# **Final Project Submission**
* Daniel Akwabi
* Part time
* 29/04/2025 at 11:59 PM
* Maryann Mwikali
* Blog post URL: [Git](https://github.com/daniel-akwabi)

# **Aircraft Risk Analysis**

## *Prepared for Pearly Airlines Aviation Department*

### *Overview*
This project aims to precisely assess which aircraft models that present the lowest risk as Pearsly enters the aviation industry. This model will establish the risk levels by deriving data from the "AviationData.csv" dataset that entails civil aviation accidents and selected incidents.

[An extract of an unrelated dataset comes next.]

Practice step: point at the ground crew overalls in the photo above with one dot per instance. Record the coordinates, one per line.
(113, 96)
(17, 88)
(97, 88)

### *Understanding the Problem*
Pearsly is diversifying into aviation operations and needs to identify the lowest risk aircraft models for acquisition as the company ventures into the aviation industry.
The company needs a data driven risk assessment framework to evaluate the models, ensuring informed decisons that are in accordance with its goals while alleviating financial, operational and safety risks.

### *Key Objectives*

- Identify the safest aircraft models based on historical data. The accident rate, fatality rate and incident severity are our key performance indicators in this instance.

- Assess the financial risks. As we work to acheive this, I will focus on the maintenance cost and fuel efficiency of each model in order for me to narrow down to the best fit.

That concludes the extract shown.